We continued there near three months; and by that time I could reckon among my acquire friends Judge Allen, Samuel Bustill, the secretary of the province, Isaac Pearson, Joseph Cooper, and several of the Smiths, members of Assembly, and Isaac Decow, the surveyor-general. The latter was a shrewd, sagacious old man, who told me that he began for himself, when young, by wheeling clay for the brickmakers, learned to write after he was of age, carried the chain for surveyors, who taught him surveying, and he had now by his industry acquired a good estate; and, says he, "I foresee that you will soon work this man out of his business, and make a fortune in it at Philadelphia." He had not then the least intimation of my intention to set up there or anywhere. These friends were afterwards of great use to me as I occasionally was to some of them. They all continued their regard for me as long as they lived.

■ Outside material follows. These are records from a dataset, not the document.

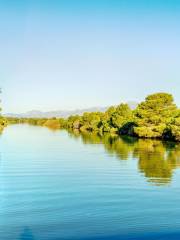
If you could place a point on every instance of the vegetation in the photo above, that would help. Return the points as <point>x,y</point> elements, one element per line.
<point>156,117</point>
<point>2,120</point>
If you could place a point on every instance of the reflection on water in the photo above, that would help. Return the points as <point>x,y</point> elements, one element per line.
<point>27,234</point>
<point>156,159</point>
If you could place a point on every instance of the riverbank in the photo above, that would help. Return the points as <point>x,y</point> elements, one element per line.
<point>156,118</point>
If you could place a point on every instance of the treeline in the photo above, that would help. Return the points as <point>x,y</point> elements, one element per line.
<point>3,121</point>
<point>156,117</point>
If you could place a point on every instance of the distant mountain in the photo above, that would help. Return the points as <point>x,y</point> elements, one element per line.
<point>61,113</point>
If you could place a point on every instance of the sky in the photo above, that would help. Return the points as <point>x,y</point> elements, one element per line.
<point>69,54</point>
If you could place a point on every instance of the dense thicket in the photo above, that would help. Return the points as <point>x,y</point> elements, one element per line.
<point>156,117</point>
<point>2,120</point>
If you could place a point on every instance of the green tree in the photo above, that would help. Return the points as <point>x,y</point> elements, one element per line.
<point>154,114</point>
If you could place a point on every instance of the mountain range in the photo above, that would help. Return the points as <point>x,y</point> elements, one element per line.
<point>61,113</point>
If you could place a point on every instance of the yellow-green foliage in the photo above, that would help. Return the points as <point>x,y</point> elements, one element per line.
<point>156,117</point>
<point>52,123</point>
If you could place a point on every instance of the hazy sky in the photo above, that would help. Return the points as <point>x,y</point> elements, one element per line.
<point>66,54</point>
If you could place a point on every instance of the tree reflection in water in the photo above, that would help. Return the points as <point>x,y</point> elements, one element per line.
<point>157,160</point>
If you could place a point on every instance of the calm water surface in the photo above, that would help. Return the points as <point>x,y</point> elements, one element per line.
<point>60,185</point>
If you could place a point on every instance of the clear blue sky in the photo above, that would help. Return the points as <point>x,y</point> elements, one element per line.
<point>67,54</point>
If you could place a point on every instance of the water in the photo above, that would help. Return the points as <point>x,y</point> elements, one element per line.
<point>59,185</point>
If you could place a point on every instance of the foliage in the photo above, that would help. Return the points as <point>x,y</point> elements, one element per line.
<point>156,117</point>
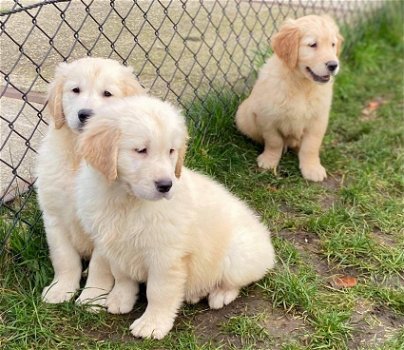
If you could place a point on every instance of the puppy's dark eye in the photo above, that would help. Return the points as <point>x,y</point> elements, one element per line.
<point>141,150</point>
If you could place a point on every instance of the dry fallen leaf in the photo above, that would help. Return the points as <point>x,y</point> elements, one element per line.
<point>341,281</point>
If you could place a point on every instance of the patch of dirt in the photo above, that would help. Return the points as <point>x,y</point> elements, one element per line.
<point>372,325</point>
<point>309,245</point>
<point>278,324</point>
<point>383,239</point>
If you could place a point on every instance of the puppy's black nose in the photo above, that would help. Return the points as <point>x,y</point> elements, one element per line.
<point>332,65</point>
<point>84,114</point>
<point>163,186</point>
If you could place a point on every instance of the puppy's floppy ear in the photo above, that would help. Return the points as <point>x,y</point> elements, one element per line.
<point>285,43</point>
<point>181,157</point>
<point>340,40</point>
<point>98,145</point>
<point>130,85</point>
<point>55,95</point>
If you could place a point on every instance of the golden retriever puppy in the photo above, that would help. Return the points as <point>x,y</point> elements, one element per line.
<point>159,222</point>
<point>77,89</point>
<point>290,102</point>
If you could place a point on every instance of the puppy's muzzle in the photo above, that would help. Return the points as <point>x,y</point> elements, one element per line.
<point>84,114</point>
<point>163,186</point>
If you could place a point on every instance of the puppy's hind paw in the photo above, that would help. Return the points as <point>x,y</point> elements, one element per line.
<point>314,173</point>
<point>148,326</point>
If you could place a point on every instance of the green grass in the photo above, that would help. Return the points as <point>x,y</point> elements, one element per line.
<point>352,224</point>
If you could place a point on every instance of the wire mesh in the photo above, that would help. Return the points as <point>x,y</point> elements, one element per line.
<point>180,50</point>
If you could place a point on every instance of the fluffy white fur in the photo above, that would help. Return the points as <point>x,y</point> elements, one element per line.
<point>189,241</point>
<point>81,85</point>
<point>290,102</point>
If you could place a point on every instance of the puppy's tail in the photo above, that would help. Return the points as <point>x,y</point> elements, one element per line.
<point>246,121</point>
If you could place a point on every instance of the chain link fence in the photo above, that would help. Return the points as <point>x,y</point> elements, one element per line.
<point>180,50</point>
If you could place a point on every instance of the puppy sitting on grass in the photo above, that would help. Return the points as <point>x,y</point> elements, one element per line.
<point>291,100</point>
<point>158,222</point>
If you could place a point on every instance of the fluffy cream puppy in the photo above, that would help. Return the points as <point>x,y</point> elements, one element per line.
<point>78,87</point>
<point>156,221</point>
<point>290,102</point>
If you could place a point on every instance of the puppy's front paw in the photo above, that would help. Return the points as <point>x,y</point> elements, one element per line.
<point>267,161</point>
<point>152,326</point>
<point>221,297</point>
<point>314,173</point>
<point>121,301</point>
<point>95,297</point>
<point>58,292</point>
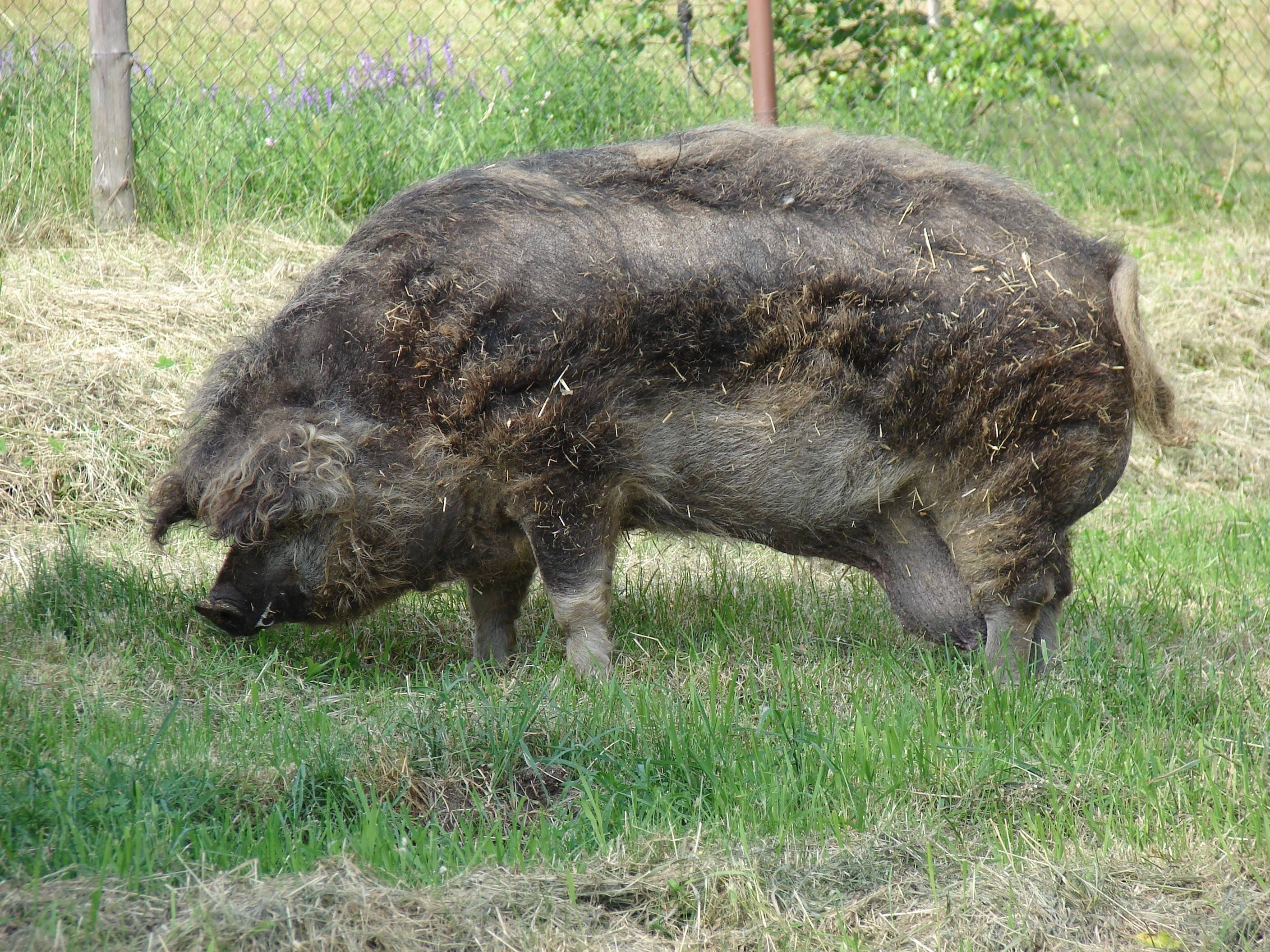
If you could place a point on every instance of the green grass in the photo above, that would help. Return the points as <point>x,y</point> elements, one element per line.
<point>203,160</point>
<point>752,706</point>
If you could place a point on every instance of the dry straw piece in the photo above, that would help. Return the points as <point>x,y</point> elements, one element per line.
<point>880,892</point>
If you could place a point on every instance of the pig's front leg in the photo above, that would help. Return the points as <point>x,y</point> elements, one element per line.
<point>494,606</point>
<point>575,548</point>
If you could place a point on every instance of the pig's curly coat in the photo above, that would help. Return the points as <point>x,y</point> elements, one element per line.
<point>512,316</point>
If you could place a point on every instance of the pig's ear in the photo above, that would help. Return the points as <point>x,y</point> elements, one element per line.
<point>169,504</point>
<point>293,466</point>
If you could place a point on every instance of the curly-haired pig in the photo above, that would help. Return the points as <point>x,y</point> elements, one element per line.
<point>835,346</point>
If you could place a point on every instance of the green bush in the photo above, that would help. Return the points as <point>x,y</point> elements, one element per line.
<point>992,52</point>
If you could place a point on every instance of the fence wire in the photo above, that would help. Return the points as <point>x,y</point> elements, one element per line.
<point>268,106</point>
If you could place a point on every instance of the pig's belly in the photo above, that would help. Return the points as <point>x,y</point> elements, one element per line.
<point>805,481</point>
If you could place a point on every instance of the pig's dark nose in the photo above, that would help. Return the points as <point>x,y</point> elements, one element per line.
<point>225,612</point>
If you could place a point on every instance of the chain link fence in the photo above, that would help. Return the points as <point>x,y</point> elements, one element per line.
<point>248,107</point>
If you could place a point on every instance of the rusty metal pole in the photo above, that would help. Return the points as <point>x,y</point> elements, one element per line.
<point>111,107</point>
<point>763,61</point>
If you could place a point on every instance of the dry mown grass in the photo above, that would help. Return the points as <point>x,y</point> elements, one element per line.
<point>105,337</point>
<point>878,893</point>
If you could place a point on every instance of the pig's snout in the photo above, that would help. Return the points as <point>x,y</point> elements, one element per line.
<point>228,610</point>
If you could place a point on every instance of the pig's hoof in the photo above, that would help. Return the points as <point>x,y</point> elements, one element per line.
<point>589,664</point>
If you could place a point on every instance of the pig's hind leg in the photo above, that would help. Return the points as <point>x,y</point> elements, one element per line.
<point>1019,574</point>
<point>575,548</point>
<point>921,581</point>
<point>494,606</point>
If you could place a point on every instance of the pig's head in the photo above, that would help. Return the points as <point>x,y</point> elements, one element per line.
<point>313,506</point>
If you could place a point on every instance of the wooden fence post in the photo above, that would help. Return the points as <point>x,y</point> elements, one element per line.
<point>763,61</point>
<point>111,107</point>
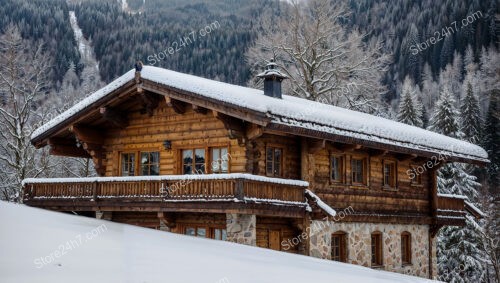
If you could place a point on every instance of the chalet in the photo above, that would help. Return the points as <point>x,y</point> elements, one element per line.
<point>193,156</point>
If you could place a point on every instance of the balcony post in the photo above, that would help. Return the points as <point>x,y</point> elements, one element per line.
<point>239,189</point>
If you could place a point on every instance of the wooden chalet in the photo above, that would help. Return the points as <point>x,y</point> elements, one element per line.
<point>194,156</point>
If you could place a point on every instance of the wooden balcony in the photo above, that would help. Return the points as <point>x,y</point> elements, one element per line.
<point>228,193</point>
<point>451,210</point>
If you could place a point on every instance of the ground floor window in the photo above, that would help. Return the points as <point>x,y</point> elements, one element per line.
<point>377,249</point>
<point>339,247</point>
<point>206,232</point>
<point>406,248</point>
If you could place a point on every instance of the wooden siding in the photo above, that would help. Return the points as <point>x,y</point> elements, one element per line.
<point>188,130</point>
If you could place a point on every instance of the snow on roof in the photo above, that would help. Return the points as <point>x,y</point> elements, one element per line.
<point>294,111</point>
<point>325,207</point>
<point>58,247</point>
<point>290,182</point>
<point>474,208</point>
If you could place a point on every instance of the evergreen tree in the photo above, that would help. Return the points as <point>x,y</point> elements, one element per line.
<point>459,252</point>
<point>470,116</point>
<point>410,109</point>
<point>491,140</point>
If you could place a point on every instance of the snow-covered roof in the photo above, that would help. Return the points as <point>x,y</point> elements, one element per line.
<point>325,207</point>
<point>134,254</point>
<point>294,112</point>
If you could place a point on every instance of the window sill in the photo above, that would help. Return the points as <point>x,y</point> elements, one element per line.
<point>406,264</point>
<point>390,189</point>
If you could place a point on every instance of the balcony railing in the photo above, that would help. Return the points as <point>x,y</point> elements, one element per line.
<point>451,209</point>
<point>236,187</point>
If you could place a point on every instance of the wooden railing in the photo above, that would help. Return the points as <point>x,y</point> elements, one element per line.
<point>450,210</point>
<point>164,188</point>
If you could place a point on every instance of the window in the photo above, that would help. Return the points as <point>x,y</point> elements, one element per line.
<point>337,168</point>
<point>406,248</point>
<point>150,163</point>
<point>128,164</point>
<point>206,232</point>
<point>377,249</point>
<point>196,231</point>
<point>273,161</point>
<point>339,247</point>
<point>193,161</point>
<point>358,170</point>
<point>220,157</point>
<point>390,174</point>
<point>219,234</point>
<point>415,176</point>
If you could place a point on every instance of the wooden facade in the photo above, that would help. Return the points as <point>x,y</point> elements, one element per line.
<point>144,128</point>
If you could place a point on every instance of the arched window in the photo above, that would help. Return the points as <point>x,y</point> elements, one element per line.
<point>377,259</point>
<point>339,246</point>
<point>406,248</point>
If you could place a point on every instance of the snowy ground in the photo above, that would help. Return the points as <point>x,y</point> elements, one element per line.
<point>43,246</point>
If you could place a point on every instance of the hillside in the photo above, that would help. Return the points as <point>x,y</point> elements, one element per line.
<point>43,246</point>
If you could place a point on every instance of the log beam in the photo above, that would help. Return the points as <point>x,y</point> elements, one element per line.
<point>199,109</point>
<point>178,106</point>
<point>116,118</point>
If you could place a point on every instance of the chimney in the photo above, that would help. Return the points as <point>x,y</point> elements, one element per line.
<point>272,80</point>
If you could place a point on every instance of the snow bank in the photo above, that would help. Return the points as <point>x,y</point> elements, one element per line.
<point>124,253</point>
<point>299,112</point>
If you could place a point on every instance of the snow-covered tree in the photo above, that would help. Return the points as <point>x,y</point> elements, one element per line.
<point>410,108</point>
<point>470,116</point>
<point>460,257</point>
<point>23,82</point>
<point>491,139</point>
<point>323,60</point>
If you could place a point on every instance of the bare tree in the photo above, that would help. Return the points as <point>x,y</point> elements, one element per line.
<point>23,82</point>
<point>323,60</point>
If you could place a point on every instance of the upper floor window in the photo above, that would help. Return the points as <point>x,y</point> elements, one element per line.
<point>274,161</point>
<point>193,161</point>
<point>150,163</point>
<point>390,174</point>
<point>406,248</point>
<point>376,245</point>
<point>128,164</point>
<point>359,170</point>
<point>220,160</point>
<point>339,247</point>
<point>337,168</point>
<point>415,176</point>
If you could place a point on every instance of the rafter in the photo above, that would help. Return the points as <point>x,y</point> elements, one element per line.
<point>178,106</point>
<point>117,118</point>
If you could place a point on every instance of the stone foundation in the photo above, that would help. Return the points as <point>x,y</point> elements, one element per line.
<point>241,229</point>
<point>358,236</point>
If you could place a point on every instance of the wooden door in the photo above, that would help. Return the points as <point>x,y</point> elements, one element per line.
<point>274,240</point>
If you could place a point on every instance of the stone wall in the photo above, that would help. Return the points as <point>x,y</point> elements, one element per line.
<point>358,237</point>
<point>241,229</point>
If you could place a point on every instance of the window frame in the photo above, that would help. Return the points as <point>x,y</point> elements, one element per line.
<point>139,161</point>
<point>376,248</point>
<point>366,170</point>
<point>274,148</point>
<point>417,181</point>
<point>211,159</point>
<point>342,236</point>
<point>342,168</point>
<point>406,250</point>
<point>134,163</point>
<point>394,177</point>
<point>193,165</point>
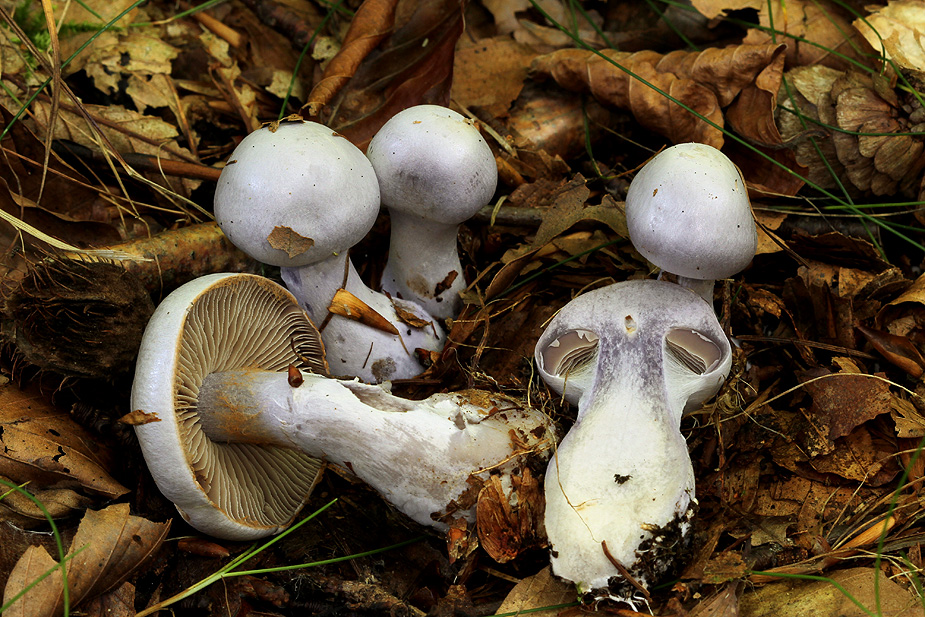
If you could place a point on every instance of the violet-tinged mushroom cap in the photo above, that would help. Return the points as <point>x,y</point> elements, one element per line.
<point>645,351</point>
<point>233,432</point>
<point>687,212</point>
<point>296,195</point>
<point>435,171</point>
<point>237,491</point>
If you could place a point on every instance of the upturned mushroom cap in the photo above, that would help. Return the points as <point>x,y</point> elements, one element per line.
<point>687,212</point>
<point>644,351</point>
<point>433,163</point>
<point>296,194</point>
<point>217,323</point>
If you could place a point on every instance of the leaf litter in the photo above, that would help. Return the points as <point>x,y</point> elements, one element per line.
<point>807,462</point>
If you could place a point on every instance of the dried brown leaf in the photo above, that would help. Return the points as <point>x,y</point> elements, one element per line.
<point>704,81</point>
<point>371,24</point>
<point>289,241</point>
<point>855,593</point>
<point>537,591</point>
<point>348,305</point>
<point>45,446</point>
<point>841,402</point>
<point>822,28</point>
<point>108,546</point>
<point>40,601</point>
<point>117,543</point>
<point>570,206</point>
<point>899,27</point>
<point>414,66</point>
<point>898,350</point>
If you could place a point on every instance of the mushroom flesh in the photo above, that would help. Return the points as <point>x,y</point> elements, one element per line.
<point>687,212</point>
<point>435,172</point>
<point>233,431</point>
<point>620,487</point>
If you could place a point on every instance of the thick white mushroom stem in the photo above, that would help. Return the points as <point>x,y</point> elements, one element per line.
<point>419,455</point>
<point>433,278</point>
<point>354,347</point>
<point>637,496</point>
<point>703,288</point>
<point>636,356</point>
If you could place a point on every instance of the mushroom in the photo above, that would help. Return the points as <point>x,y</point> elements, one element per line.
<point>620,487</point>
<point>687,212</point>
<point>298,195</point>
<point>435,171</point>
<point>232,431</point>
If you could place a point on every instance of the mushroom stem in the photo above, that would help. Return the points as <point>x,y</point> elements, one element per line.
<point>353,347</point>
<point>433,278</point>
<point>419,455</point>
<point>639,499</point>
<point>703,288</point>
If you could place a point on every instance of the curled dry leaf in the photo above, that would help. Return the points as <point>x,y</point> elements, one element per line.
<point>883,160</point>
<point>348,305</point>
<point>705,81</point>
<point>60,308</point>
<point>413,65</point>
<point>109,545</point>
<point>286,240</point>
<point>44,446</point>
<point>812,31</point>
<point>898,29</point>
<point>371,24</point>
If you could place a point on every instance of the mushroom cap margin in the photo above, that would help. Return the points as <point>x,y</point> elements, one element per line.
<point>304,177</point>
<point>687,212</point>
<point>201,482</point>
<point>433,163</point>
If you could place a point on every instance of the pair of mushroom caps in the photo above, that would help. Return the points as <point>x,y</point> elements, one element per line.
<point>234,434</point>
<point>634,357</point>
<point>298,195</point>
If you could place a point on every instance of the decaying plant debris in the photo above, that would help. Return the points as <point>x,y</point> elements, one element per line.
<point>808,460</point>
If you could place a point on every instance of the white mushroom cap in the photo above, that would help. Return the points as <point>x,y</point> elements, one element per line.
<point>644,352</point>
<point>296,195</point>
<point>236,491</point>
<point>433,163</point>
<point>687,212</point>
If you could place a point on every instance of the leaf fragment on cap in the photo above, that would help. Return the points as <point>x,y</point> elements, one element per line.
<point>285,239</point>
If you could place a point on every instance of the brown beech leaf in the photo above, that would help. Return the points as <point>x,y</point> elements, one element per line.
<point>348,305</point>
<point>289,241</point>
<point>372,22</point>
<point>843,401</point>
<point>570,206</point>
<point>42,445</point>
<point>116,544</point>
<point>109,545</point>
<point>537,591</point>
<point>811,30</point>
<point>413,66</point>
<point>40,601</point>
<point>705,81</point>
<point>900,28</point>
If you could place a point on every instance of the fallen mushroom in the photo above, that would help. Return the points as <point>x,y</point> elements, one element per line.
<point>232,432</point>
<point>620,488</point>
<point>435,172</point>
<point>687,212</point>
<point>298,196</point>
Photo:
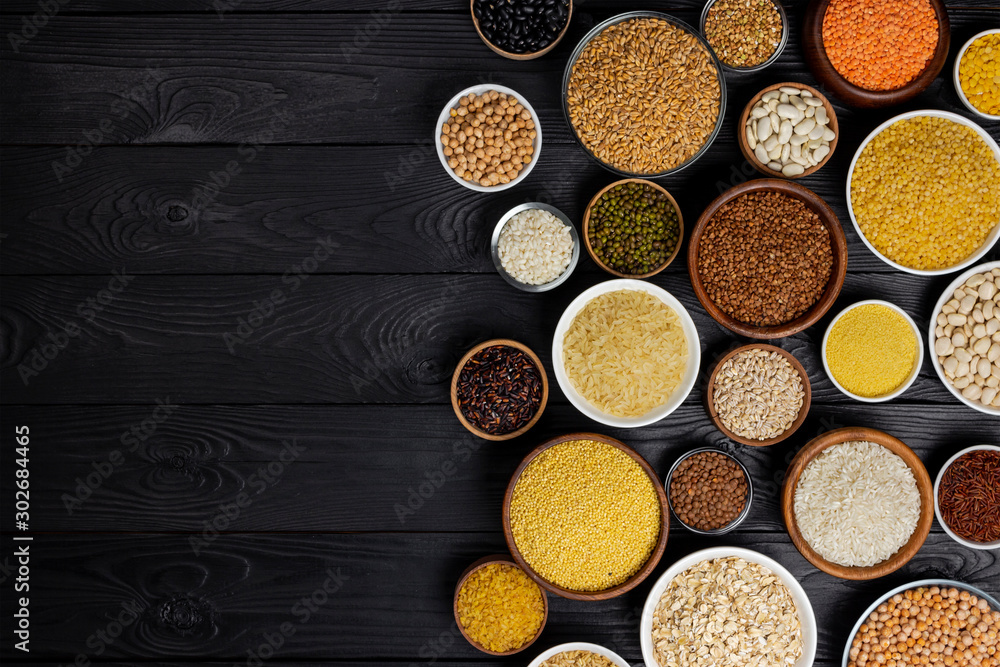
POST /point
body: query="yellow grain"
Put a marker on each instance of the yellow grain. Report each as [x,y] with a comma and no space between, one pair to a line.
[585,515]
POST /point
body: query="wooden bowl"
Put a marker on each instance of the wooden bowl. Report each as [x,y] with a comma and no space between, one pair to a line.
[521,56]
[454,389]
[823,70]
[635,579]
[483,562]
[586,229]
[741,134]
[838,245]
[803,411]
[835,437]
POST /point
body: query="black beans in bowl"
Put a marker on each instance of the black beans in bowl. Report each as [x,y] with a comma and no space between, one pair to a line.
[521,27]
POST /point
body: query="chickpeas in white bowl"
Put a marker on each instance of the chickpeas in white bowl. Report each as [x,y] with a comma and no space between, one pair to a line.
[488,138]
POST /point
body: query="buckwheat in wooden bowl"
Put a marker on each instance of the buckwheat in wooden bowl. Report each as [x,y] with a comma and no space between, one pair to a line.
[826,73]
[858,495]
[585,516]
[751,397]
[499,389]
[522,604]
[633,201]
[752,126]
[505,17]
[773,253]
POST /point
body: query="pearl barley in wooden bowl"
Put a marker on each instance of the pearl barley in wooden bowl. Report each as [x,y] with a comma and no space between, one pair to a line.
[488,152]
[964,338]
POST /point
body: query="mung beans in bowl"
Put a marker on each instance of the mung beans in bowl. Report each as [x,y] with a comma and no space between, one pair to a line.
[746,35]
[923,192]
[633,228]
[644,94]
[535,247]
[585,516]
[488,152]
[626,353]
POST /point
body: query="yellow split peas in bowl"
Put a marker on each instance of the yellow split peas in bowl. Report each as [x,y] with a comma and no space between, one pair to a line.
[585,515]
[926,192]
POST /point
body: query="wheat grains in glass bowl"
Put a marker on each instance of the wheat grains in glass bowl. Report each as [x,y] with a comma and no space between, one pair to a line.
[655,105]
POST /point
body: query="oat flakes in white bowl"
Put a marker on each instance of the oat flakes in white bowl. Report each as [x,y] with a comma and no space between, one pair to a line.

Before I enter upon my public appearance in business, it may be well to let you know the then state of my mind with regard to my principles and morals, that you may see how far those influenced the future events of my life. My parents had early given me religious impressions, and brought me through my childhood piously in the Dissenting way. But I was scarce fifteen when after doubting, by turns, of several points as I found them disputed in the different books I read, I began to doubt of Revelation itself. Some books against Deism fell into my hands; they were said to be the substance of sermons preached at Boyle's Lectures. It happened that they wrought an effect on me quite contrary to what was intended by them; for the arguments of the Deists, which were quoted to be refuted, appeared to me much stronger than the refutations; in short, I soon became a thorough Deist. My arguments perverted some others, particularly Collins and Ralph; but each of them having afterwards wronged me greatly without the least compunction, and recollecting Keith's conduct towards me (who was another free-thinker) and my own towards Vernon and Miss Read, which at times gave me great trouble, I began to suspect that this doctrine, tho' it might be true, was not very useful. My London pamphlet, which had for its motto these lines of Dryden:

Whatever is, is right. Though purblind man Sees but a part o' the chain, the nearest link: His eyes not carrying to the equal beam, That poises all above; and from the attributes of God, His infinite wisdom, goodness, and power, concluded that nothing could possibly be wrong in the world, and that vice and virtue were empty distinctions, no such things existing, appeared now not so clever a performance as I once thought it; and I doubted whether some error had not insinuated itself unperceived into my argument, so as to infect all that followed, as is common in metaphysical reasonings.